I doubt this calls for a new topic
Thanks.
Well, just the fact that there are cows, I think shows that man has been husbanding animals too long. I don't think cows are natural. The spilled piles are likely harvested and spilled by man. I think it would be better if no man did that. The animals would eat other ways, and we could take care of ourselves the way they do (more or less). For example- where I'm visiting, they give the parrots artificially colored food pellets in their cages. Pink, red, orange, yellow, green, etc ... the parrots I think must want or need flowers, fruit, vegetables and blood, colorful things, otherwise why do people artificially color parrot food? We intervene too much with other living beings' lives. OK, I know I have to kill one way or another, as I do need to eat meat to be healthy, but for the rest of the animals' lives I want to live and let live, not manipulate.
I agree completely, except that I would only count the most modern types of cattle, which are about the equivalent of very lean pigs, or modern poultry that only survives with medication or artificial breeding. But put those pigs and cattle in the wild, and any that survive will be barely distinguishable from their wilder relatives.
Where I used to live there were domestic (cows etc) animals, and non domesticated animals too. Sure animals eat whatever they can, but have you tried giving white bread to cows? Have you tried giving fresh fruit off the trees that grow by them to those same cows? Have you tried giving them white rice? Did they eat it? Lets start another thread about animals eating grain.

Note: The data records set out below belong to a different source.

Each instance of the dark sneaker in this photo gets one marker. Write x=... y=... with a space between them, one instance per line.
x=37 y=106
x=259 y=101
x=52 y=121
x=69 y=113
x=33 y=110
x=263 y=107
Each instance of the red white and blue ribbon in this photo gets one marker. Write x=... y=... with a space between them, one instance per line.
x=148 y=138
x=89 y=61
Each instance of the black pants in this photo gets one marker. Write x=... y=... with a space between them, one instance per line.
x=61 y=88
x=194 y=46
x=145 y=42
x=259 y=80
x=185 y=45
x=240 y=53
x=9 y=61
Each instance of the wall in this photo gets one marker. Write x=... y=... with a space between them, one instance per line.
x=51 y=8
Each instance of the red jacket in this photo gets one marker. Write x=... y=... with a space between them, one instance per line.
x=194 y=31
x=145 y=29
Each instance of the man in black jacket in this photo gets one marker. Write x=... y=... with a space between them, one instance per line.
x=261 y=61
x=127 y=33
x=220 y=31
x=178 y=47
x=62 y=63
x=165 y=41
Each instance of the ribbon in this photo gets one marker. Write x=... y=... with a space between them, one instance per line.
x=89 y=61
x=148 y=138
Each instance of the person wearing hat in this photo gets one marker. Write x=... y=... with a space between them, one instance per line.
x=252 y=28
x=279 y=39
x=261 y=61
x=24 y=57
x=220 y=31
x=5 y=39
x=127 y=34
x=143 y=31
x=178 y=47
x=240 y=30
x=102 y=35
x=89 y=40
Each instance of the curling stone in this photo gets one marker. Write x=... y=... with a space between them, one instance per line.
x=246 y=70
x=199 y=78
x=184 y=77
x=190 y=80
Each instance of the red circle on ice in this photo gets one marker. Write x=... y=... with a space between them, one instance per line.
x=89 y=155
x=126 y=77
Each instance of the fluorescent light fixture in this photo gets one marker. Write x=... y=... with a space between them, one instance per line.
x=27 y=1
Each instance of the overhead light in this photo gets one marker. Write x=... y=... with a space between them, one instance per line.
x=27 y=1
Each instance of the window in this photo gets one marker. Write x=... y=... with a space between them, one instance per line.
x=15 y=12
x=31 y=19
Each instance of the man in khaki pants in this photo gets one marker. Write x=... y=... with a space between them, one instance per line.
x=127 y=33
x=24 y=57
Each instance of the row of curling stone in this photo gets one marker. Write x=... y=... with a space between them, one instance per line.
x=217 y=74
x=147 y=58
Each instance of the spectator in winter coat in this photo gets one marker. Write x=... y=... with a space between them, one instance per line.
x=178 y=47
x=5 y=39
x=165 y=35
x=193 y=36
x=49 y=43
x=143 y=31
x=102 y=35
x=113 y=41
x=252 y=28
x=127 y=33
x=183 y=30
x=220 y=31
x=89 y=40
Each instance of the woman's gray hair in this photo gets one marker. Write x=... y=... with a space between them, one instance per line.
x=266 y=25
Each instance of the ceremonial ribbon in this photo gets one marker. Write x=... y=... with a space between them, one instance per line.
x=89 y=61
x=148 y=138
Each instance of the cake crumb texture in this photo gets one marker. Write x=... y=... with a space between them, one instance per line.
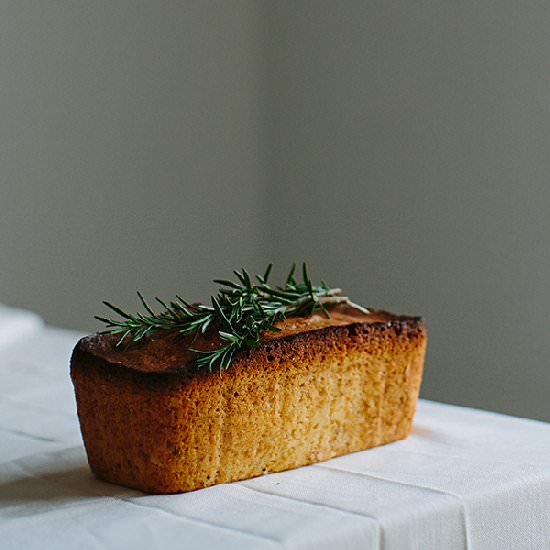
x=296 y=399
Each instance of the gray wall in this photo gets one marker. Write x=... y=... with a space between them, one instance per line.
x=411 y=160
x=129 y=150
x=400 y=147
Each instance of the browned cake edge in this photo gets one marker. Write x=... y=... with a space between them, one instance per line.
x=292 y=401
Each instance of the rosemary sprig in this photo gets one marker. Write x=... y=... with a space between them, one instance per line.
x=239 y=313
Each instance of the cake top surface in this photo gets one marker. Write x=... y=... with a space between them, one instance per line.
x=165 y=352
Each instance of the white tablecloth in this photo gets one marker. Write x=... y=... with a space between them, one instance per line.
x=464 y=479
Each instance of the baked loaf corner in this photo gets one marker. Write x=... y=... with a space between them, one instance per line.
x=318 y=389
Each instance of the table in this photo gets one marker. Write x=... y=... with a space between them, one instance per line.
x=464 y=479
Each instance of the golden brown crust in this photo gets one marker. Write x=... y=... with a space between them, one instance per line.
x=307 y=394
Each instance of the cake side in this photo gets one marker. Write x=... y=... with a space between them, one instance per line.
x=300 y=398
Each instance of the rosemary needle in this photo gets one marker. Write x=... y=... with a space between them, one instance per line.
x=239 y=313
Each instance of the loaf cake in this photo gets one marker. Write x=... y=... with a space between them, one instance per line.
x=319 y=388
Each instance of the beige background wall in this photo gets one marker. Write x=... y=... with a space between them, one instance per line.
x=401 y=148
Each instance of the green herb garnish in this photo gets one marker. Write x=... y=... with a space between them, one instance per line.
x=239 y=313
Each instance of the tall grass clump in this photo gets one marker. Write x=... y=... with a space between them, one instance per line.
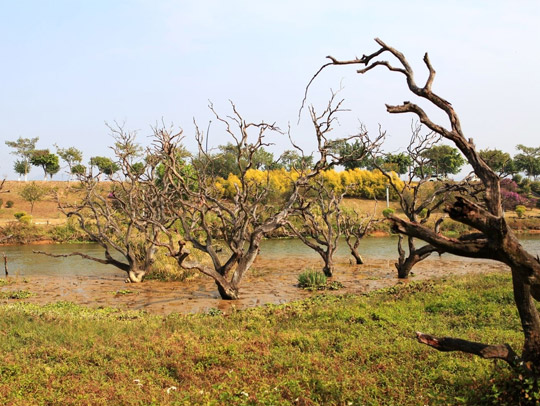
x=312 y=280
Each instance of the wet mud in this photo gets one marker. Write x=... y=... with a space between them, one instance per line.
x=269 y=281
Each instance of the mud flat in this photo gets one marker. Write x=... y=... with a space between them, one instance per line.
x=270 y=281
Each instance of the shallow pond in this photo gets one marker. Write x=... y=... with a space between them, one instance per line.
x=22 y=261
x=272 y=278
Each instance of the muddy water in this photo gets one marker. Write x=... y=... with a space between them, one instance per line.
x=272 y=278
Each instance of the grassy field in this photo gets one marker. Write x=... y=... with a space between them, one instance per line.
x=46 y=211
x=327 y=350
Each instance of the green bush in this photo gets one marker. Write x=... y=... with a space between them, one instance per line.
x=26 y=219
x=388 y=212
x=312 y=280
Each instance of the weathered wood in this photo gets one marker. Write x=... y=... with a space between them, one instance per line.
x=494 y=239
x=501 y=351
x=5 y=263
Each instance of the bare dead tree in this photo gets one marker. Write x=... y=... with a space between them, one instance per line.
x=419 y=195
x=240 y=221
x=122 y=214
x=493 y=238
x=319 y=213
x=356 y=226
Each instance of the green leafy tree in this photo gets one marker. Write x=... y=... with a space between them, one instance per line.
x=24 y=148
x=291 y=159
x=444 y=160
x=21 y=167
x=528 y=160
x=398 y=163
x=33 y=193
x=71 y=156
x=46 y=160
x=499 y=161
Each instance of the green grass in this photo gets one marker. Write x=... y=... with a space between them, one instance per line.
x=312 y=280
x=327 y=350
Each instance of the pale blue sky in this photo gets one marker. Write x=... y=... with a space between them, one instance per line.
x=69 y=66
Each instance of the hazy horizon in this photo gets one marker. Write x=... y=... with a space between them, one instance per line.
x=71 y=66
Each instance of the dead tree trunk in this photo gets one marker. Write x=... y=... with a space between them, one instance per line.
x=355 y=227
x=405 y=264
x=493 y=240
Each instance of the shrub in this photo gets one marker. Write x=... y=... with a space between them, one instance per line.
x=26 y=219
x=312 y=280
x=388 y=212
x=520 y=211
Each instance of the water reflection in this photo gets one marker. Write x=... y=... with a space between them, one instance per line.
x=22 y=261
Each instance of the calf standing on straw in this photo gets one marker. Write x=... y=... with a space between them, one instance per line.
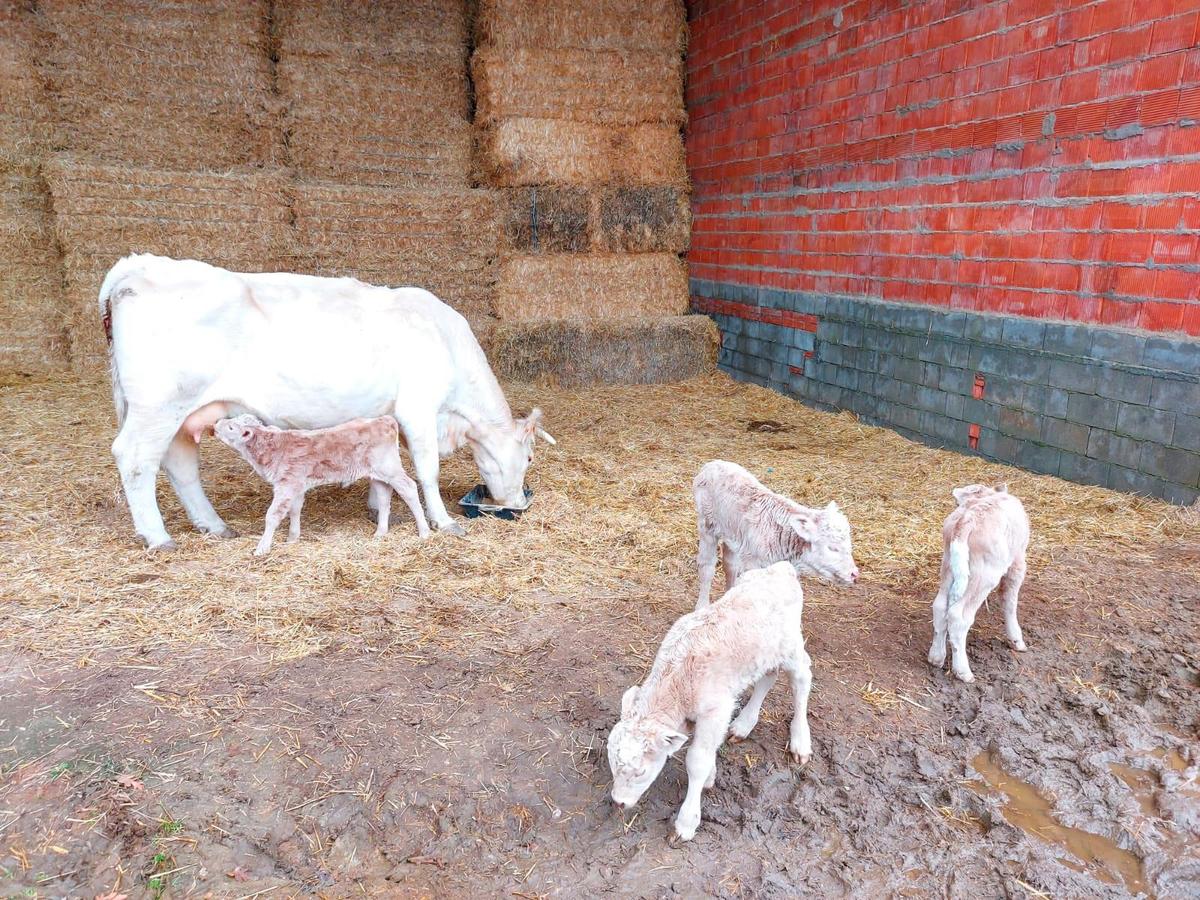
x=756 y=527
x=984 y=541
x=295 y=461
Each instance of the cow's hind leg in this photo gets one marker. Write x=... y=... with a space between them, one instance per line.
x=138 y=449
x=183 y=467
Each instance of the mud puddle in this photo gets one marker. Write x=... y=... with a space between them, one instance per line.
x=1030 y=811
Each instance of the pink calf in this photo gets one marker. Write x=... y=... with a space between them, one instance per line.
x=293 y=462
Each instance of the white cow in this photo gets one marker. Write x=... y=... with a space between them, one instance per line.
x=707 y=660
x=755 y=527
x=984 y=541
x=195 y=343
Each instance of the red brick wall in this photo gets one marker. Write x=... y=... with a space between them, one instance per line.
x=1038 y=157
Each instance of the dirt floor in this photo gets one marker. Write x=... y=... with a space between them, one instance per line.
x=391 y=718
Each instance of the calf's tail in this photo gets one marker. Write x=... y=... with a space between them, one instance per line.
x=960 y=569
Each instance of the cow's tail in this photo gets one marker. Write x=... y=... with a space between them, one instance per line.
x=960 y=570
x=112 y=287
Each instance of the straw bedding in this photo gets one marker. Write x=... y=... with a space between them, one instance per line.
x=444 y=240
x=237 y=220
x=171 y=85
x=535 y=151
x=591 y=286
x=612 y=516
x=603 y=87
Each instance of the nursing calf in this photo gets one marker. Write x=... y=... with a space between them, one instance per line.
x=707 y=660
x=984 y=541
x=295 y=461
x=756 y=527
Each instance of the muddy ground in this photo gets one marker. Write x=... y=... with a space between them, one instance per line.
x=478 y=769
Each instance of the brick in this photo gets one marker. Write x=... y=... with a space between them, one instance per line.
x=1119 y=384
x=1108 y=447
x=1065 y=435
x=1074 y=376
x=1171 y=463
x=1083 y=469
x=1146 y=424
x=1090 y=409
x=1173 y=354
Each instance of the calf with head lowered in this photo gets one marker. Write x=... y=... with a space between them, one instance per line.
x=293 y=462
x=984 y=541
x=707 y=660
x=755 y=527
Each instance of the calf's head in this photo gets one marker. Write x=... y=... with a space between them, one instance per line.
x=639 y=748
x=238 y=431
x=828 y=553
x=503 y=455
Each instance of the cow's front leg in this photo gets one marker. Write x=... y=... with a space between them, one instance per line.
x=423 y=447
x=183 y=467
x=138 y=450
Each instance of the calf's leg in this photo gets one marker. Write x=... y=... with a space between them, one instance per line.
x=706 y=562
x=801 y=741
x=749 y=715
x=183 y=466
x=1011 y=586
x=711 y=730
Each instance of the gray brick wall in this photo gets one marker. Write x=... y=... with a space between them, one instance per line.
x=1089 y=403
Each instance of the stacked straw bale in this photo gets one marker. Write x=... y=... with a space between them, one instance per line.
x=443 y=240
x=235 y=220
x=180 y=84
x=376 y=93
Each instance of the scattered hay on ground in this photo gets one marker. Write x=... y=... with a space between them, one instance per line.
x=612 y=513
x=591 y=286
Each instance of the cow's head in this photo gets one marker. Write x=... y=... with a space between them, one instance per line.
x=637 y=750
x=829 y=553
x=503 y=454
x=237 y=431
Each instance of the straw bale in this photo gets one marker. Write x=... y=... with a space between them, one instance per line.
x=445 y=240
x=235 y=220
x=172 y=85
x=24 y=125
x=601 y=87
x=645 y=220
x=658 y=25
x=385 y=123
x=591 y=286
x=533 y=151
x=33 y=337
x=569 y=353
x=376 y=29
x=547 y=219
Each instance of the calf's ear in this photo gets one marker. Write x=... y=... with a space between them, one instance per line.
x=671 y=742
x=627 y=701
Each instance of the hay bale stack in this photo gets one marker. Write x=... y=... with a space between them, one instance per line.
x=33 y=337
x=445 y=240
x=24 y=114
x=177 y=85
x=376 y=93
x=571 y=354
x=592 y=286
x=235 y=220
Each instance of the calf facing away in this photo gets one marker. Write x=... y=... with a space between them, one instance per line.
x=293 y=462
x=984 y=540
x=707 y=660
x=756 y=527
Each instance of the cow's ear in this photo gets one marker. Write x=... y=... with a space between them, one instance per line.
x=671 y=742
x=627 y=702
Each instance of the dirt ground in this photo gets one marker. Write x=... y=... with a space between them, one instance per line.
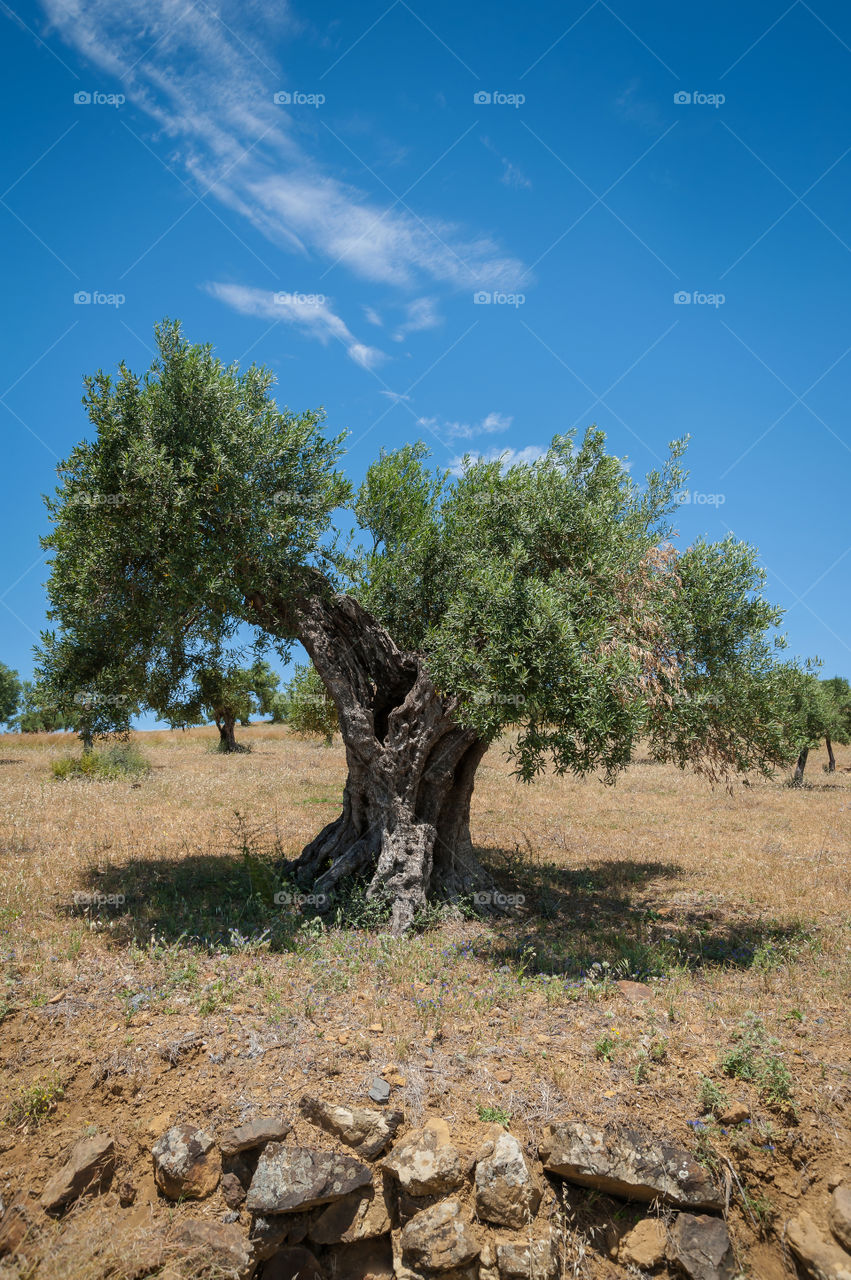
x=150 y=977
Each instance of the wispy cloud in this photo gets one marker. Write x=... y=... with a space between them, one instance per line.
x=309 y=312
x=207 y=80
x=507 y=457
x=447 y=430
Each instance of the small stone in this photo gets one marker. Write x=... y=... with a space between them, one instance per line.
x=216 y=1242
x=840 y=1215
x=426 y=1162
x=700 y=1246
x=300 y=1178
x=256 y=1133
x=534 y=1261
x=644 y=1246
x=366 y=1130
x=87 y=1169
x=233 y=1191
x=187 y=1165
x=735 y=1114
x=379 y=1089
x=506 y=1192
x=822 y=1258
x=439 y=1239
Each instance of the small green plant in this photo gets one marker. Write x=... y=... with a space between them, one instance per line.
x=35 y=1102
x=712 y=1098
x=111 y=764
x=494 y=1115
x=754 y=1057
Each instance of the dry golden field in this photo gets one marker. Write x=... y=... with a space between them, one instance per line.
x=187 y=993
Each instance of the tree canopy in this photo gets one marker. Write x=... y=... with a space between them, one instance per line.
x=548 y=597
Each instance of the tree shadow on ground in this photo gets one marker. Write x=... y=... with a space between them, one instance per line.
x=620 y=919
x=614 y=918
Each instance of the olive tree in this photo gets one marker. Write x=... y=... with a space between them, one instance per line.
x=545 y=597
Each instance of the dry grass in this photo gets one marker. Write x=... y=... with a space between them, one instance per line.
x=152 y=1010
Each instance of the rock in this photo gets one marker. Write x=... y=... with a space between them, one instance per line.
x=88 y=1168
x=266 y=1237
x=367 y=1132
x=358 y=1216
x=15 y=1225
x=531 y=1261
x=215 y=1242
x=735 y=1114
x=367 y=1260
x=439 y=1239
x=700 y=1246
x=379 y=1089
x=293 y=1178
x=186 y=1162
x=233 y=1191
x=635 y=991
x=822 y=1258
x=296 y=1264
x=426 y=1162
x=506 y=1192
x=644 y=1247
x=256 y=1133
x=630 y=1164
x=840 y=1215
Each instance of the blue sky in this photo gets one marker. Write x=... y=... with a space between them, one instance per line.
x=328 y=190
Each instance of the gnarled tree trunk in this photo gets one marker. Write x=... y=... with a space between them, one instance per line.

I have not tried giving bread or rice to cattle, but I do know that every animal we've raised except horses will eat those. And since horses will eat corn, oats, etc., I'd bet they would, too. I had a calf back when who was a sickly runt, and he grew and got healthy partly with all the rotten/half-eaten tomatoes our garden could make. Horses, cattle, goats, dogs, and cats will eat about anything we've ever grown. I don't know all the effects of grain on cattle, but I do know that except for oats, a horse will kill itself almost immediately if it can get into unlimited grains.
I agree that domesticated grains cause problems with almost everything.
My only point was that they are unavoidable unless you can either raise animals on nothing but what their wild ancestors could have eaten, or you hunt animals so far out in the middle of nowhere that it is only worthwile if you live there.